上海は日本人が多いので、大規模、小規模の集まりは定期的に開かれています。なので、人を求めることは簡単です。でも、そこではないのです。

なぜでしょうか?

日本にいるときに一緒に飲みにいっていた仲間を思い出すと、答えは見えてきます。

長く続いている人間関係って、結局は感覚が似ている者どうしなのです。

人生に対する考え方なんて言うと大げさですが、大事にしたいもの、時間の過ごし方、身近な物事に対する考え方やライフスタイルなど、決して「同じ」ではなくてもどこか判断基準が似ているのです。

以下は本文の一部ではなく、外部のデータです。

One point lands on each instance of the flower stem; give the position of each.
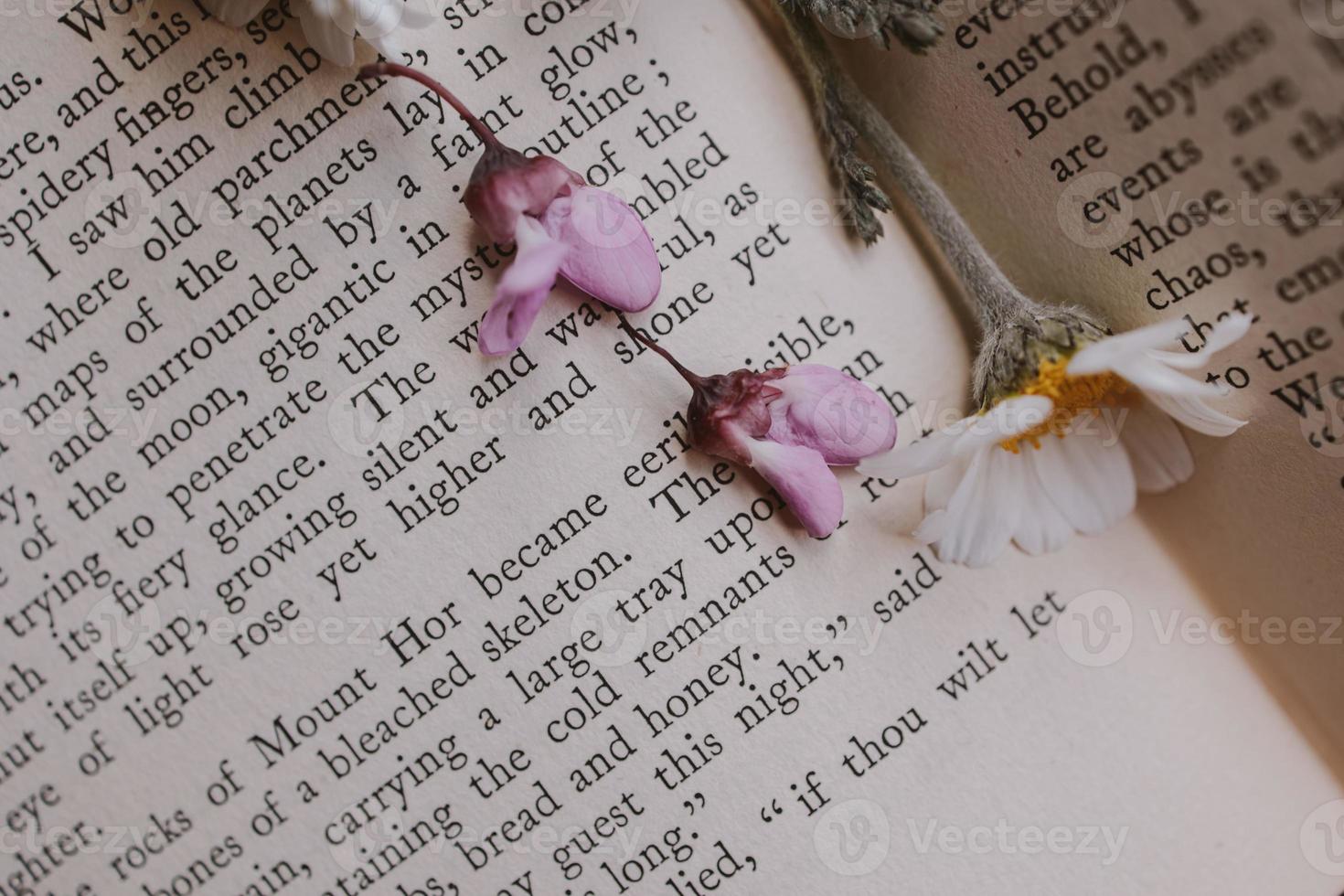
(391, 69)
(694, 379)
(991, 293)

なので共感ができるのです。

もちろん、自分の考えが全て正しいなんてことは思っていません。その考えが合っているか間違っているかは別として、「共感し合える」という関係に安心と落ち着きを感じるものです。

それがときに仕事仲間であったり、友達であったりします。

こういう存在が身近にいると心強いのですが、長年当たり前にあった「それ」が身近にはなくなったとき、その存在の大きさを実感しますね。特に最初の一年は、「不安や悩みをわかってくれる人が身近にいない」ということが辛い時期がありました。

感覚が違うと不安を理解できない

不安や悩みの内容って人それぞれだと思うのですが、当時の私はやはり「仕事」に対する不安が大きかったのです。「仕事」というステージで10年以上走り続けてきたので、退職して上海に来てもたった数カ月でその感覚は消えることなく、やはりまだ主軸は「仕事をしている自分」でした。

「私は何もなくなってしまった。数年後に帰国したとき、仕事ができる場所なんてあるのだろうか」――生活は充実しつつもふとそんなことを感じる瞬間がありました。既に中国語学習は始めていたのですが、そんな不安を打ち消すかのようにがむしゃらになって勉強している時期もありました。

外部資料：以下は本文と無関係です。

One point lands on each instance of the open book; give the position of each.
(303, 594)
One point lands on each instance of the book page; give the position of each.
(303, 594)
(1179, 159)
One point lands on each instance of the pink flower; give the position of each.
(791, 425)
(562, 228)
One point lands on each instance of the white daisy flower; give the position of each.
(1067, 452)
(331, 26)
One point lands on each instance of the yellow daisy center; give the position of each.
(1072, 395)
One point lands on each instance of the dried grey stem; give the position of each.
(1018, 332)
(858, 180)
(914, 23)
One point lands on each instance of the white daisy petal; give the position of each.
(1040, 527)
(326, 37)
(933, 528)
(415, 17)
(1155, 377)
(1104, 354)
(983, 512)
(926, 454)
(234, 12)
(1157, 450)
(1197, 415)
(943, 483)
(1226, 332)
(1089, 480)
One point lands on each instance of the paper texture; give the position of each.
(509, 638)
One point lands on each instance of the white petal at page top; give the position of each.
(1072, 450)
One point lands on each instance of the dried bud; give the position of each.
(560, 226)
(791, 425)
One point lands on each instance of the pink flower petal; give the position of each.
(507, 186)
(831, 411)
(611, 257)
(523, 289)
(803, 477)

ある日、そんな私を見た同じ立場の人に「なんでそんなに一生懸命やっているの?すごいね」と言われたことがあります。私は仕事に関する考えや今の不安を少しだけその人に話したのですが、返ってきた言葉は「そんなこと、今考えても無駄よー。そこまで考えたことないわ」でした。

確かにこの言葉は正しいのです。いつ帰国するかもわからない、日本のどこに住むかすらも決まっていない。そんな見えない先のことを心配しすぎてもどうしようもないよ、というアドバイスだったと思うのです。

ただ、いい大人が非常にお恥ずかしいのですが、私はそのときちょっとだけでいいからその不安に共感してほしかったな、なんて思ってしまったのです。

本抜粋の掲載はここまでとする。